Dün canının börek istediğini söyledi. Canının birşey istemesi ayda yılda bir olur. Ama evde yufka olmadığı için bende hadi beraber poğoça yapalım dedim. Tabi yine çok eğlendik. Doğrusu bundan sonra Defne ile etkinlik yapmayı hiç düşünmeyeceğim. Biz yemek yaparken çok eğleniyoruz. Minik kuş benimle birlikte poğoçaları yaptı resimde görülen o minik minik yamuk yumuk şeyler Defne'nin poğoçları. Sonra yumurtlarını sürdü.
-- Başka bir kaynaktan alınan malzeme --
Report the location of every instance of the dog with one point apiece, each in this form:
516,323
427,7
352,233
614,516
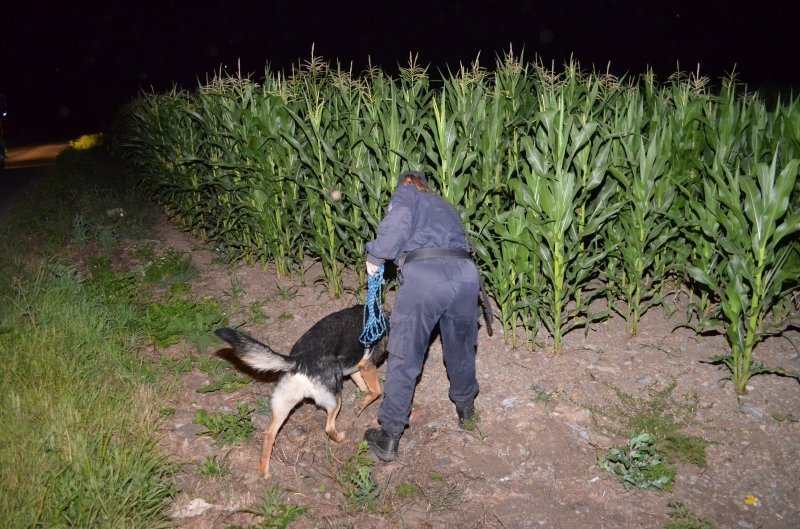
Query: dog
315,368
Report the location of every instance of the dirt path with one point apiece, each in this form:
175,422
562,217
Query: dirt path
532,462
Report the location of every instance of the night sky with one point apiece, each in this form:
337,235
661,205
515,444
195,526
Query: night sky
66,70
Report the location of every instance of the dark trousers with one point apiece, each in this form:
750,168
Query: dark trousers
443,291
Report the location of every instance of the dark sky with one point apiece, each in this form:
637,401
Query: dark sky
66,69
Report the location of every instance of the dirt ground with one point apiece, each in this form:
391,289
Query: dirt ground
532,462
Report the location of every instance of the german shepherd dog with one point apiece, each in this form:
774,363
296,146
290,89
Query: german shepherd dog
315,368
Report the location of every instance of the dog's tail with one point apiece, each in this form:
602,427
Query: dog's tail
254,353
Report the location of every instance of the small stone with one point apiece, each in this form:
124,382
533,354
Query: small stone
508,403
753,411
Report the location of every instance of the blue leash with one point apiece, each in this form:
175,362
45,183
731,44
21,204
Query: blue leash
374,321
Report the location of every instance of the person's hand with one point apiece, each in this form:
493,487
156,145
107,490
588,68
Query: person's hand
372,269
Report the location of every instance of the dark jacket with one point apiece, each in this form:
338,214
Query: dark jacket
415,219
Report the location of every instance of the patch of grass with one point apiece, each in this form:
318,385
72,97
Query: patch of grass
77,442
471,424
77,446
681,517
228,383
172,266
287,293
658,413
407,490
540,394
275,513
227,428
256,313
166,323
115,286
81,230
639,465
361,492
262,405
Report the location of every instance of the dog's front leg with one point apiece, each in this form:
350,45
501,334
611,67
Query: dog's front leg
330,425
369,374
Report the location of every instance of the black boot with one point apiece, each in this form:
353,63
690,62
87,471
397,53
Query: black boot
384,445
467,416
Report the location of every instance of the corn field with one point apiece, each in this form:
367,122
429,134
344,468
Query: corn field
585,194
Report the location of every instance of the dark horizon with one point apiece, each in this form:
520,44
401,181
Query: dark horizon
67,70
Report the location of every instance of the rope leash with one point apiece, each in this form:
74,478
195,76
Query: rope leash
374,320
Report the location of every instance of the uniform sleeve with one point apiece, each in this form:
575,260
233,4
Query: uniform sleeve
395,229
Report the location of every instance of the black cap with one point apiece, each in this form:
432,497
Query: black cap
421,176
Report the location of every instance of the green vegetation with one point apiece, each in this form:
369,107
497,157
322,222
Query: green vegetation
227,428
657,413
168,322
275,513
361,492
682,517
407,490
639,464
575,186
77,445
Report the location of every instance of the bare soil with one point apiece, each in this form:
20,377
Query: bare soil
531,462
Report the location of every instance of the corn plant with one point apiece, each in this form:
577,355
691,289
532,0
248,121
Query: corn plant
643,228
761,262
553,187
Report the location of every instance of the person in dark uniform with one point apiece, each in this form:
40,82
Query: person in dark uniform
422,233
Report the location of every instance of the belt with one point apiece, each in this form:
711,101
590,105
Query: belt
431,253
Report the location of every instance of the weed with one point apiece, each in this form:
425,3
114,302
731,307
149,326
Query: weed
472,423
107,237
274,512
213,467
358,487
287,293
179,288
257,314
171,267
540,394
168,322
407,490
227,427
80,230
113,286
683,518
639,464
262,405
659,414
228,383
143,252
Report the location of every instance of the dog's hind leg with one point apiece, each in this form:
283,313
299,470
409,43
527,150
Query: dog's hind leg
284,399
369,374
330,425
359,380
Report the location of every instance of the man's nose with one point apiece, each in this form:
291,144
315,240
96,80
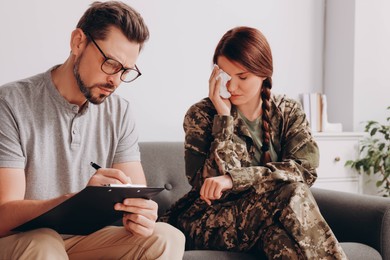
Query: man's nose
231,85
115,79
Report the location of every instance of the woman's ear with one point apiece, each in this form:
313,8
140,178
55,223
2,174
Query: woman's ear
78,41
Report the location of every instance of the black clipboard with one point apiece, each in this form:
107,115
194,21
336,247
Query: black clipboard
88,211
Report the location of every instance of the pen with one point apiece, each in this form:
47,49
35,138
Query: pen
96,166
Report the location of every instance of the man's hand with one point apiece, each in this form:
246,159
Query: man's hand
105,176
139,216
213,187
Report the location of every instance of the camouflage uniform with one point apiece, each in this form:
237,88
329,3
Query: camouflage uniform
270,208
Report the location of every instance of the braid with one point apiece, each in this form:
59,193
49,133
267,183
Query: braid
265,96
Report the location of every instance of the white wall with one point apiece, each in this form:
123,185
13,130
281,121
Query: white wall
357,61
372,62
176,62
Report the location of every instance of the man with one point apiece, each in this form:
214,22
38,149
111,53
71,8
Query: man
50,131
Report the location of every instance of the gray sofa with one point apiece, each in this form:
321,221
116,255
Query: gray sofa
360,222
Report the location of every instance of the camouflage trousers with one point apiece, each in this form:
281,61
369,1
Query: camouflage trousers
284,223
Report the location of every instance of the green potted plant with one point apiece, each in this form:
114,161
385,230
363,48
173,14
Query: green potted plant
375,155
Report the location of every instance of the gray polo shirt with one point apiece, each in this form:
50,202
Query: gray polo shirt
54,142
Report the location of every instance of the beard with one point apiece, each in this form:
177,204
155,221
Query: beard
87,90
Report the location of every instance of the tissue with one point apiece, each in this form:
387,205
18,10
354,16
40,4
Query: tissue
223,92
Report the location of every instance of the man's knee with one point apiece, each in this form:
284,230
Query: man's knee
41,243
169,240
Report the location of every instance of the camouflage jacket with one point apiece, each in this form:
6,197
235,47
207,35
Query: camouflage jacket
224,145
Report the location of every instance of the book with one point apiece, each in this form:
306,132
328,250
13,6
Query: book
88,211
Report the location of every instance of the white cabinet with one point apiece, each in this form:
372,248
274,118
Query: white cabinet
335,150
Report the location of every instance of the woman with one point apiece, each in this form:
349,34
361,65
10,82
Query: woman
250,160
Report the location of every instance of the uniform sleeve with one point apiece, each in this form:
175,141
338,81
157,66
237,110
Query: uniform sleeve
298,161
210,143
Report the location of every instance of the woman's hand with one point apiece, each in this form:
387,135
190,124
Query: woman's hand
222,105
213,187
139,216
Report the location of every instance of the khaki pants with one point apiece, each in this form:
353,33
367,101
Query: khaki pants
111,242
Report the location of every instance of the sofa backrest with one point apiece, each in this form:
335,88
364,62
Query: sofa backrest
163,164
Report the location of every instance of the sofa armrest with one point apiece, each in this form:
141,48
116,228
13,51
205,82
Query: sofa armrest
357,218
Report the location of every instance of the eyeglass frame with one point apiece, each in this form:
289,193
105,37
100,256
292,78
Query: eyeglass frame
123,69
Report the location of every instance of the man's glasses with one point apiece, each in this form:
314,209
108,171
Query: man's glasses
111,66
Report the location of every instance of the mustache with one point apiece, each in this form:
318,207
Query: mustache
106,86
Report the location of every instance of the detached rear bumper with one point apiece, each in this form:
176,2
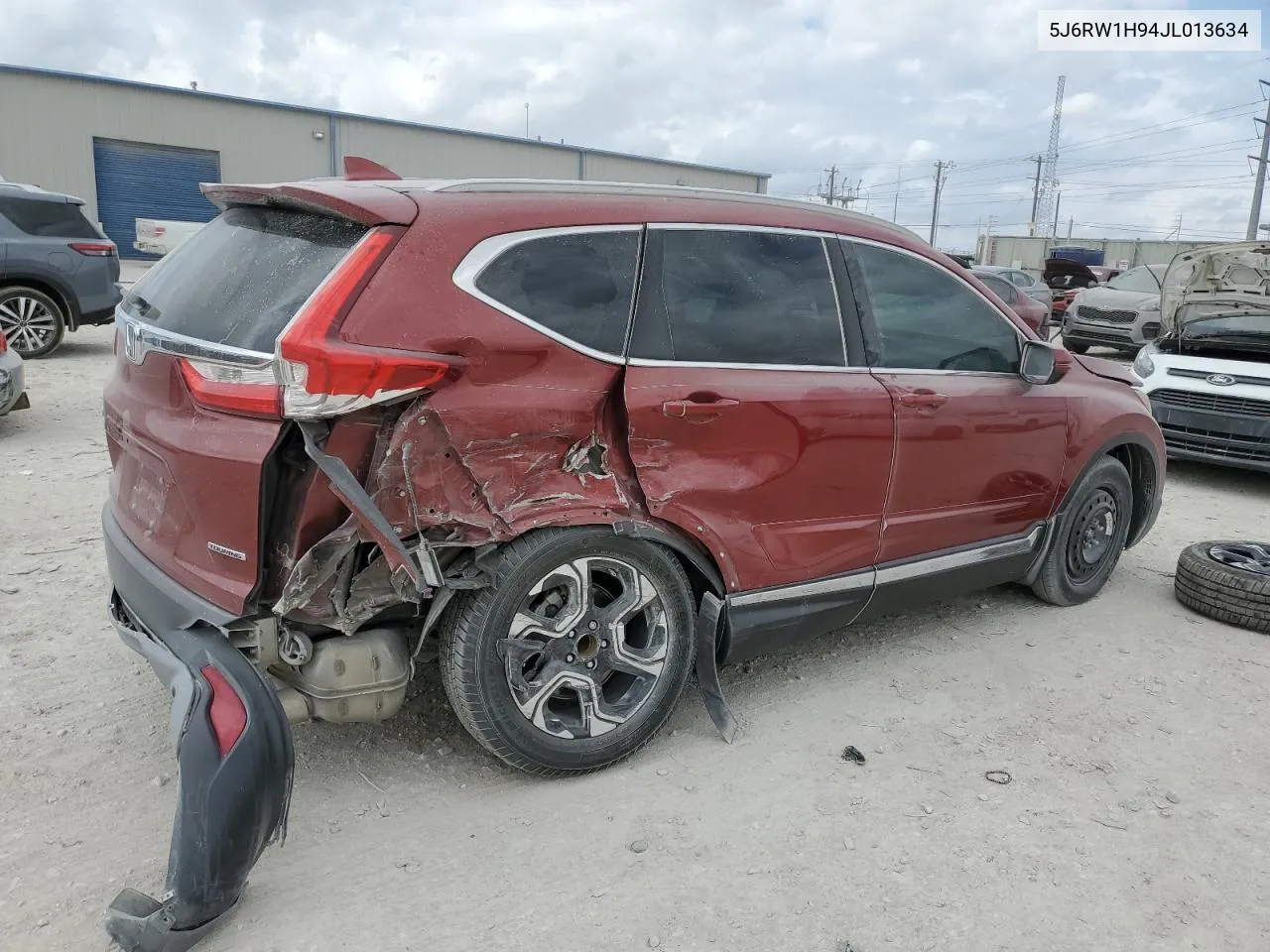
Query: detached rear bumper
234,774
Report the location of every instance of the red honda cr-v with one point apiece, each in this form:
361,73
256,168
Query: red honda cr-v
574,438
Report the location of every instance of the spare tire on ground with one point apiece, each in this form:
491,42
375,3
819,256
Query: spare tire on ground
1227,580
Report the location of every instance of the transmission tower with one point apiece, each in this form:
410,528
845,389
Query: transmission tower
1049,180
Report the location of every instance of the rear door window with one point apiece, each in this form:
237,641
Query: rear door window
576,285
926,318
48,218
751,298
243,276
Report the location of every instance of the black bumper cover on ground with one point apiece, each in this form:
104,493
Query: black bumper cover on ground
229,807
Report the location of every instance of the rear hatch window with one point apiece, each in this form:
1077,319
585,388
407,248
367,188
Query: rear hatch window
243,276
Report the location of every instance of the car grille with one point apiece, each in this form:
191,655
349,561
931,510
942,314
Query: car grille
1218,445
1097,313
1084,334
1213,403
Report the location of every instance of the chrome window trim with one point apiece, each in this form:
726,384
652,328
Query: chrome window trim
141,338
913,569
1023,338
484,253
725,366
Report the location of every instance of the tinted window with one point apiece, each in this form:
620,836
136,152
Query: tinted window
243,276
1001,289
48,218
579,286
926,318
1139,280
739,298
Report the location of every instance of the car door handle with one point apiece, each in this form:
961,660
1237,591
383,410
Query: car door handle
928,399
686,409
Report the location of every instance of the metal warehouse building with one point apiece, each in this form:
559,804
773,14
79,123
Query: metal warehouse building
134,150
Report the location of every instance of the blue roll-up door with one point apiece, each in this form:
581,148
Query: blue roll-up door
141,180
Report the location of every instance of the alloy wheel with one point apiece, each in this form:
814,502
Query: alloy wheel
585,648
27,324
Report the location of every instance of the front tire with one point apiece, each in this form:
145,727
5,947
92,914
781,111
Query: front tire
31,321
1089,538
576,653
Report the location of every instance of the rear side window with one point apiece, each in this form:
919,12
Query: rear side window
749,298
48,218
576,285
243,276
925,318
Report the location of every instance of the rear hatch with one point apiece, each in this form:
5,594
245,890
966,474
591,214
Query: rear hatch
218,345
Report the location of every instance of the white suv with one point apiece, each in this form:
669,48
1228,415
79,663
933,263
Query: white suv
1207,373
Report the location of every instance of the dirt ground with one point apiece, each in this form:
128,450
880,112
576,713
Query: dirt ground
1138,816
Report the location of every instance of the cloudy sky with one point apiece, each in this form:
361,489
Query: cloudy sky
790,86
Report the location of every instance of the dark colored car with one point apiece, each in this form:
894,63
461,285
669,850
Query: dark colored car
584,438
58,272
1030,311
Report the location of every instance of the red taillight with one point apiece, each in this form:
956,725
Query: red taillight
324,375
248,391
94,249
226,711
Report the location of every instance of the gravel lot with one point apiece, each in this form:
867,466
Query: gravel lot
1138,816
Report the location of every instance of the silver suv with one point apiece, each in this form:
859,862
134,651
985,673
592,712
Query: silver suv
1123,313
58,272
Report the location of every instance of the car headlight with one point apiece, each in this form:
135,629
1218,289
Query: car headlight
1142,365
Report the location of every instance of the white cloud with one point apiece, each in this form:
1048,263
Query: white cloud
788,86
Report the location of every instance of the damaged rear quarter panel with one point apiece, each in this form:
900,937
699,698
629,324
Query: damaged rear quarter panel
531,434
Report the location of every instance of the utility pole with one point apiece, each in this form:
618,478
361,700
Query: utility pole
1032,222
830,195
1255,212
942,169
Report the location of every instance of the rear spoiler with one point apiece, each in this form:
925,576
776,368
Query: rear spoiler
363,202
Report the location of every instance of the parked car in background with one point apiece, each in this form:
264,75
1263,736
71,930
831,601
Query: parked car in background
1207,372
58,272
1030,311
1026,282
1123,313
13,390
559,426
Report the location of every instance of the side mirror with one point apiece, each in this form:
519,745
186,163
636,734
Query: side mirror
1043,363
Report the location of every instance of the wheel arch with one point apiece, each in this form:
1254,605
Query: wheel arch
48,286
1146,467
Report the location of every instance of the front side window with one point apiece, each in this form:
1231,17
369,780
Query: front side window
925,318
578,285
751,298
Sürerken poğoçaların şekli daha bir kaydı. Fırına koyunca da geçti başına pişene kadar bekledi. Tabi sonra ondan çok ben afiyetle yedim.
Benim hamarat kızım sadece yemekte yardım etmiyor tabiki ev silerken de eline viledayı alıp kendi odasını siliyor. tabi ben de arksından birdaha siliyorum.
Bu Su içindeki yumurta ise bizim cam kenarına konan kuşların yumurtası malesef yavru çıkmadı. Defne'de sulu boya yaparken suyun içine attı daha sonra da başka başka şeyler atarak hangisi batar hangisi yüzer diye kendi kendine bir nevi deney yapmış oldu.
Bu ara en çok oynadığımız oyuncağımız ise bu ahşap bloklar. Çok yönlü bir oyuncak her yaşa uygun. Daha çok babamız oynuyorda :)) Kızçede babasından fırsat kalınca kuleler, tırtıllar, oyuncaklarına koltuklar, yatklar, hastaneler, parklar... yapıyor. Oyuncağın en kötü yanı halının üzerinde basacak yer kalmaması.
Bu balonlar ise Defne'ni yeni resim defterleri. Bütün balonları şişirtip resim yapıyor. Biri elinde patlayacak diye ödüm kopuyor.
Dedim ya iyiyiz işte bana eskisi kadar seni istemiyorum ya da sevmiyorum demiyor. Aksine dün poğça yaparken bonuma sarıldı ve "seni okaday çok seviyoyum" dedi.
Böyle işte bir yandan kendi küçük yuvamızda küçük şeylerle mutlu olmaya çalışırken , birileri geliyor ve bu kişileri hiç tanımıyorsunuz bunlar bu küçük mutluluklarımızı elinizden almaya çalışıyor. Nasıl bir adalet nasıl bir dünya burası.